Bien que les idéaux du chant bel canto ne se soient jamais complètement démodés dans la pédagogie vocale, certains détails — les trilles ; ou la technique appelée messa di voce, dans laquelle un chanteur gonfle la voix de très faible à très forte et redescend au calme en un seul geste soutenu ; ou l’art de chanter une colorature propre sans faire de bruits de chugga-chugga dans la gorge (un point controversé) – ont brouillé pour de nombreux chanteurs. C’est en partie parce que le répertoire actuel du bel canto, daté à la fois dans ses histoires et dans son style orné (avec chaque air plus lent suivi d’une cabalette plus rapide pour montrer la pyrotechnie vocale), a été essentiellement négligé pendant une centaine d’années, jusqu’à ce que le milieu du XXe siècle, lorsque Callas (et d’autres) ont commencé à l’explorer à nouveau et à exploiter ces œuvres pour leur potentiel expressif et dramatique, plutôt que de simplement les utiliser comme véhicules pour un son magnifique.

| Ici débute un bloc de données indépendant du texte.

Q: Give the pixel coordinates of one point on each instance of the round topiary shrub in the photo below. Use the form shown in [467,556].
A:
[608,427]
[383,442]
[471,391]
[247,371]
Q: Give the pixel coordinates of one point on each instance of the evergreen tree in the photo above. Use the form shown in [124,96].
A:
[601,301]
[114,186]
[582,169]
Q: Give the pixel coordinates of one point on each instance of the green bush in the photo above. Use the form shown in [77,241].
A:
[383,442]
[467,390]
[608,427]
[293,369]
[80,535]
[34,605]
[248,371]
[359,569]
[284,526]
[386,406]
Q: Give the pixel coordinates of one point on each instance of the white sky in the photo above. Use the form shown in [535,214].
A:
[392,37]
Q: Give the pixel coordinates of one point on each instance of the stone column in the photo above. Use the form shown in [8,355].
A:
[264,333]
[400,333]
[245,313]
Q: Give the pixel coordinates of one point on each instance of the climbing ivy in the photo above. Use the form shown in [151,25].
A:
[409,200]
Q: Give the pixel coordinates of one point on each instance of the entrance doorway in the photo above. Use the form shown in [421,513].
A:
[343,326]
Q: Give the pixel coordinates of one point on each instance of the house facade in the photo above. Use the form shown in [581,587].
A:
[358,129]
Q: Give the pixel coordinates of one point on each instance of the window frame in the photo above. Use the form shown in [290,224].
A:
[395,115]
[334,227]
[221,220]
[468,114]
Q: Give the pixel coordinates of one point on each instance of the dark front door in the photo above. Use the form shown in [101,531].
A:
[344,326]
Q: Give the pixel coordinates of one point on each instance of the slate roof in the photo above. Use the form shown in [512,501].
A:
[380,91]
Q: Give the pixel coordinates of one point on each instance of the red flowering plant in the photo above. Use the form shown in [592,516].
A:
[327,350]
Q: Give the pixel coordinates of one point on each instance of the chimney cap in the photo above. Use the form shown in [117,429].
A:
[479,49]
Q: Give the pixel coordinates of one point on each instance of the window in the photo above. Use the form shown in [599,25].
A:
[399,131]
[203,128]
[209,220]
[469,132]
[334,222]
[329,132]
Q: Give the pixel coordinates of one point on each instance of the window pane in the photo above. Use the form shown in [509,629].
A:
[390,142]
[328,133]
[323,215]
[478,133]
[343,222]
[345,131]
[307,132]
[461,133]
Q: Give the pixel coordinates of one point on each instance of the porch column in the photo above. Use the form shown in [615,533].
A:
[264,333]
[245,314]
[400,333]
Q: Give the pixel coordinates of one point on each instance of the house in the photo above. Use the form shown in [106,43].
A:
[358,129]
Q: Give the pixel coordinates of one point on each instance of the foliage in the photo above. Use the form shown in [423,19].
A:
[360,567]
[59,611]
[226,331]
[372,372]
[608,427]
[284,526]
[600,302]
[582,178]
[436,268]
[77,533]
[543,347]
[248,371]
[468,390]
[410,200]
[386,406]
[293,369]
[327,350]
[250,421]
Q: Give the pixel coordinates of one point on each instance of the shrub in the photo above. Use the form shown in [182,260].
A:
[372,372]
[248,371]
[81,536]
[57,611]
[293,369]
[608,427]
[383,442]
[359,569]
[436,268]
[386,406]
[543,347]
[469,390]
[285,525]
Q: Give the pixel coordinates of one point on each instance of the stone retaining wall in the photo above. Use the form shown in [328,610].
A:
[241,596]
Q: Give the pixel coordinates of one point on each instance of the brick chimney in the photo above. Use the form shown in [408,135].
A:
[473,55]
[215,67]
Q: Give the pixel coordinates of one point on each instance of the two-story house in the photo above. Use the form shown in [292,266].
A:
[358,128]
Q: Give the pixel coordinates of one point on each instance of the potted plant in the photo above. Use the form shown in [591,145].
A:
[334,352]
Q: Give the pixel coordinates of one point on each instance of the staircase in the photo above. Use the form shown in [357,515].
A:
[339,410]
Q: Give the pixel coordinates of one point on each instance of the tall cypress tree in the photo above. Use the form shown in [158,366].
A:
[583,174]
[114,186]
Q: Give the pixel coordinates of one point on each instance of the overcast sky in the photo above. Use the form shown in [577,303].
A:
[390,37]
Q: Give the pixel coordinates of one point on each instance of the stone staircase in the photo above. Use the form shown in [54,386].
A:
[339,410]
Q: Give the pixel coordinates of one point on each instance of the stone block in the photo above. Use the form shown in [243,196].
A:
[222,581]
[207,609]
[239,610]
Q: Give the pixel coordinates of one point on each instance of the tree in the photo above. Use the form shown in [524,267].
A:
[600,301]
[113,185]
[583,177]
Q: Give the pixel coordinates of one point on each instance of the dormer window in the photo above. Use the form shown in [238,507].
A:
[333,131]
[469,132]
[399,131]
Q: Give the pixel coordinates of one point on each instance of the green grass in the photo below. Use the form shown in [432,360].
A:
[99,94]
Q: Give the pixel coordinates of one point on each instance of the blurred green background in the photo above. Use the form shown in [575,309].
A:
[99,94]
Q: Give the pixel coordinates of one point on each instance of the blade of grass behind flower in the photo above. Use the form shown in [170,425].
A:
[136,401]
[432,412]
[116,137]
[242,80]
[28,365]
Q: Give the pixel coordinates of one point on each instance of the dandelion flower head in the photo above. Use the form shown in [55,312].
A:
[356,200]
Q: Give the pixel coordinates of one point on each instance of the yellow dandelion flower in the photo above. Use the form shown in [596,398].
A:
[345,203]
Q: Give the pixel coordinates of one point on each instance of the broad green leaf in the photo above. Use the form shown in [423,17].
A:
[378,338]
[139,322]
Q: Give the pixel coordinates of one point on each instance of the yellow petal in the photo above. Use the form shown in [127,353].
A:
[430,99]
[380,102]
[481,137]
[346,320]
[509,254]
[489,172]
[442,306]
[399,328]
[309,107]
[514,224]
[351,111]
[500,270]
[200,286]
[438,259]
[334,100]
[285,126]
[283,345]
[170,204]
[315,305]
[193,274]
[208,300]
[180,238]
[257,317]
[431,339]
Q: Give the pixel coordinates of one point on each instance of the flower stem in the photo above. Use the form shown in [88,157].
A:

Les compagnies d’opéra ont encore tendance à se concentrer sur quelques titres seulement : Donizetti a écrit plus de 70 opéras, dont seulement une poignée sont en rotation régulière, et Rossini est surtout connu pour ses opéras comiques, bien qu’au cours de sa vie il ait été vénéré pour ses nombreuses œuvres sérieuses. comme “Zelmira”. Bellini est mort cruellement jeune, à 33 ans, mais a laissé certains des plus beaux opéras bel canto, et sans doute le plus long héritage, affectant tout le monde, de Chopin à Verdi en passant par Wagner. (Wagner, notamment, voulait des chanteurs de bel canto dans ses propres opéras, mais le langage musical qu’il a développé, avec ses immenses orchestres et ses rôles, a progressivement fait évoluer une autre race de chanteur puissant et héroïque – qui néglige trop souvent les lignes legato et le beau style de chant qui sont l’héritage tangible du bel canto à l’opéra.)

Bien sûr, ces mélodrames intensifiés peuvent sembler datés. Pourtant, leurs émotions, si vous pouvez voir à travers les pièges historiques, sonnent toujours vrai. Prenez la fin de l’acte I de “Norma”, lorsque la femme plus âgée écoute avec sympathie la confession de la jeune femme d’une liaison illicite, pour découvrir qu’elles ont toutes les deux des relations avec le même homme – qui, voyant que le secret est dévoilé, blâme rapidement non pas lui-même, mais la jeune femme pour avoir renversé les fèves. (“Moi?” dit-elle, incrédule.) Cela pourrait être une scène de “Mad Men”, si les femmes en question n’étaient pas des prêtresses druides.

Ce qui transporte vraiment le sentiment jusqu’au présent, cependant, ce sont les voix. On parle beaucoup ces jours-ci que l’opéra existe pour raconter des histoires. Ce qu’ils font, cependant, c’est raconter des histoires à travers la musique, en particulier à travers les voix qui la chantent. Le bel canto met pleinement en lumière les voix, qui ont un effet viscéral comme aucune autre forme d’art ne le fait. Si vous voulez comprendre ce qui rend l’opéra spécial et excitant pour les gens qui l’aiment, le bel canto n’est pas un mauvais point de départ.